Today at some point I thought to myself, "man, I really wish I had some Sweet Tarts," which, along with that article, was kind of a kick in the pants to explore my own addictions.

First, to clarify, addiction in the sense that I'm going to be talking about is not chemical addiction. The only drug I've ever been addicted to was caffeine, the most socially accepted drug a person can be addicted to. I've written before about why I cut caffeine from my life (in short: I couldn't accept withdrawal headaches anymore), so I'm not going to explore that any further.

Instead, I'm referring to addiction as "compulsive engagement in naturally rewarding behavior...despite adverse consequences."

I hate the idea of compulsion. I'm troubled by the idea of being out of my own control, which is a mindset with its own set of problems. However, I must admit that I have to question my willpower in many situations.

For instance, I really, really need to stop checking Facebook compulsively. Even with its crazy new algorithms that ensure nothing really interesting enters my feed, I still feel compelled to check the site at least once an hour. Checking Facebook is immediately followed by checking Twitter, which is a much easier feed to navigate since it's mostly chronological.

Regardless, social media is a real problem for me, and it wastes my time. It's a useful tool for keeping up with people and news, but the compulsion to check it frequently to see if anything has changed affects my productivity, and that is a grievous sin. For Charlie, productivity is job 1.

My Sweet Tart thought from earlier today hints at another of my addictions: sugar. I've been accused of being an ant, especially after I would regularly buy those big, 2-1/2 foot long Pixie Sticks and basically shotgun them. For years I was rarely without some sort of sugary candy in my pocket, and of course I drank Coke like it was water for the greater part of two decades.

I've gotten rid of a lot of the sugar in my life now. Soft drinks have almost completely been replaced by water for me these days, and though I still crave sugary candies frequently, it doesn't take much for them to make my mouth hurt. So, I've stopped surrounding myself with those things.

However, instead I compulsively eat other foods in my vicinity. Salty foods in particular have filled the snack role in my life, but I try not to buy them too often. Unless they're on sale.

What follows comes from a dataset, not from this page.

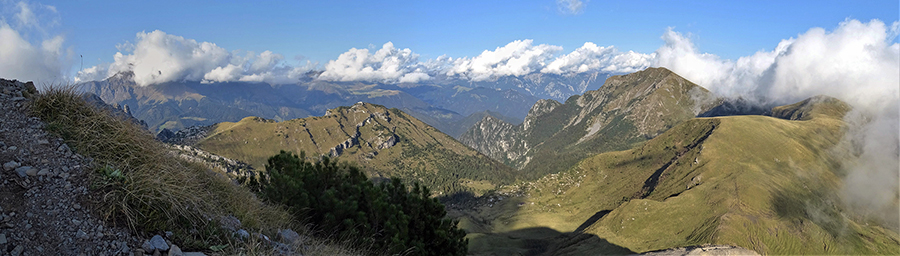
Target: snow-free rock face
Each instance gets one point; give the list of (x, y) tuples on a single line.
[(44, 186), (627, 109), (384, 142)]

Reading has been a problem for me in the past. In fact, just a couple of nights ago I ended up lying in bed, reading page after page of a book, which resulted in me going to sleep an hour later than I had planned. That's a pretty mild repercussion these days, since I don't use alarm clocks to wake up in the morning anymore. However, it was a huge problem in the past, when I needed to wake up at specific times for class or work. The compulsion to get to the next page/chapter/"reasonable stopping point" is powerful. Though, if I'm being honest, I don't think I ever want to lose this addiction. There are worse things to be addicted to than books.

And then, of course, there's video games. To be honest, I barely find time to play video games at all these days. In fact, I have no idea where I found the time to play The Old Republic as much as I did a few weeks ago. It's almost kind of sad; a video game addiction helped get me to where I am today. However, having that addiction under control also makes me a responsible and productive member of society, so I'm not too torn up about it.

Anyway, addictions control much of our lives, whether we're addicted to drugs, love, or TV. If you're like me and prefer to control your addictions rather than allowing them to control you, the first step may be to identify them. If you recognize them as addictions, perhaps that will help you to change the way you think about those compulsions.

That's just speculation, though. Clearly I'm just starting this process myself here, so I'll let you know how it turns out.